A saída de Brandão aumenta a já extensa lista de debandada desde o início da Série B do Brasileiro. Já tinham ido embora da Ponte nos últimos meses, por exemplo, o goleiro Diogo Silva; os zagueiros David Braz, Márcio Silva e Weverton; os laterais Lucas Justen, Bryan Borges e Thalys; os volantes Rodrigo Saravia e Tárik; e os atacantes Diego Tavares, Luis Phelipe e Pottker.

Atacante Brandão em ação pela Ponte — Foto: Marcos Ribolli

Aos 22 anos, Brandão se despede da Ponte com três gols em 17 partidas. Ele era um dos jogadores que, apesar de ter parte ou a totalidade do salário vinculada a outro clube, aderiu à paralisação desde a última quarta-feira em solidariedade aos companheiros com salários atrasados.

O atacante David da Hora (Coritiba) e os zagueiros Lucas Cunha e Palacios (Bragantino) também se encaixam nessa situação.
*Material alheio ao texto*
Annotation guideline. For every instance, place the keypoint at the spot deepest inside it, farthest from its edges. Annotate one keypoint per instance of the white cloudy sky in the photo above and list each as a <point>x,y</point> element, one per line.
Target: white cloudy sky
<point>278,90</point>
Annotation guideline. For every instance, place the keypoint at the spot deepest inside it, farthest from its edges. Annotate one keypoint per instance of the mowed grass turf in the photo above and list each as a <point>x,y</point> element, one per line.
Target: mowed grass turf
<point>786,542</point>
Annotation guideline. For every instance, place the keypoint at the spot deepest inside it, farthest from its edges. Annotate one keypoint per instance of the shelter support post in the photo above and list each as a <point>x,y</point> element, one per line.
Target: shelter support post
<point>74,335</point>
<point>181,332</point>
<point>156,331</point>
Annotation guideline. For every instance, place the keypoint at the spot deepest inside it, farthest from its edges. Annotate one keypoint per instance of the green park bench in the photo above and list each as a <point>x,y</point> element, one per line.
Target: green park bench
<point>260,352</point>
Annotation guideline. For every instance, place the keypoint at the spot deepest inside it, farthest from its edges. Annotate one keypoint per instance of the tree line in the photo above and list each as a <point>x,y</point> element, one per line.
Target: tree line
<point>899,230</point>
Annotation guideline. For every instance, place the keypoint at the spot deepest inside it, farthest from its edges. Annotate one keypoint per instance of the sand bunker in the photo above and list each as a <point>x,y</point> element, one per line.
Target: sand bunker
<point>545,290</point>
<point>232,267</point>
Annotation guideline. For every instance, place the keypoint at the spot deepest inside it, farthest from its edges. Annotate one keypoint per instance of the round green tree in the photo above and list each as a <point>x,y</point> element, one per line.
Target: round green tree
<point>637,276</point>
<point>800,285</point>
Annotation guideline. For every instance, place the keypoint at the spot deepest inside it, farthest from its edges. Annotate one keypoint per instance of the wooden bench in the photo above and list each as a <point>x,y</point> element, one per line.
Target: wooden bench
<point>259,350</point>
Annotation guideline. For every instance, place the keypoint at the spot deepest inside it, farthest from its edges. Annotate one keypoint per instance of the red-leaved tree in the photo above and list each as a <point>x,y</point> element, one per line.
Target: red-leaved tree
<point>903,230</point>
Quando anunciaram a suspensão das atividades, os atletas disseram que alguns estão há seis meses sem receber. A reportagem do ge apurou que a falta de pagamento beira um ano em casos específicos de jogadores e também de integrantes do departamento de futebol.
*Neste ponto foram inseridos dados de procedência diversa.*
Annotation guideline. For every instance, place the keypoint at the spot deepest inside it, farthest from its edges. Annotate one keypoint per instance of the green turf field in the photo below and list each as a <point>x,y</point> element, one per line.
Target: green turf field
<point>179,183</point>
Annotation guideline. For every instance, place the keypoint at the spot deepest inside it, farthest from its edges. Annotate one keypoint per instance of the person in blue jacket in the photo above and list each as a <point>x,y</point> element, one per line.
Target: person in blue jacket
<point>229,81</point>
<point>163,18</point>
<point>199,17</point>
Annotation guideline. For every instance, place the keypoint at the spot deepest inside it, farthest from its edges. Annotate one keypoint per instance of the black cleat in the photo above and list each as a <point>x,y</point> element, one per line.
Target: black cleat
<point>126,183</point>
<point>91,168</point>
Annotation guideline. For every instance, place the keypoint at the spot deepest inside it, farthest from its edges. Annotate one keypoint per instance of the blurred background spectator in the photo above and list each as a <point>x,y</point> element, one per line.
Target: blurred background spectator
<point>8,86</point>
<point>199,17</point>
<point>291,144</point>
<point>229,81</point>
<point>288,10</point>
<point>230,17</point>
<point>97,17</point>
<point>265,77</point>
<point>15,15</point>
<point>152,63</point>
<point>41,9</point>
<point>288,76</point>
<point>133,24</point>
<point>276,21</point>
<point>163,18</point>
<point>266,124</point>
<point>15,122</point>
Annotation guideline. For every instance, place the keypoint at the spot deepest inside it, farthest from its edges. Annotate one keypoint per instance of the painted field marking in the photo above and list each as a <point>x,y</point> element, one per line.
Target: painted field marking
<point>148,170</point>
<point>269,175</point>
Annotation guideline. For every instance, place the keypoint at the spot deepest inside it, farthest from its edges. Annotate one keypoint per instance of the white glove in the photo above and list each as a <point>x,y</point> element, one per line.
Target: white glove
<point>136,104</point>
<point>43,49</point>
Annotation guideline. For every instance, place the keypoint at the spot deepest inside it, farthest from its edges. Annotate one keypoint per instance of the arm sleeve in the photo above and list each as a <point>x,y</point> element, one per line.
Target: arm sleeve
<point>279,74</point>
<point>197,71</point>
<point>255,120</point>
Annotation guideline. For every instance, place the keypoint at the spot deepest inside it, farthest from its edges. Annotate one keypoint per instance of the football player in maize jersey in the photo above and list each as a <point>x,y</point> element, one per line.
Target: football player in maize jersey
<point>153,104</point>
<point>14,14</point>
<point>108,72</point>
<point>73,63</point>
Contra o América-MG, no último domingo, a Ponte viajou apenas com jovens formados nas categorias de base para evitar o W.O em Belo Horizonte e acabou derrotada por 2 a 0.

Sem vencer há 19 rodadas, igualando o pior jejum da história da Série B (ao lado do ABC de 2015), a Ponte amarga a lanterna, com apenas 10 pontos em 25 jogos, e caminha para um rebaixamento que parece inevitável diante do cenário caótico fora de campo.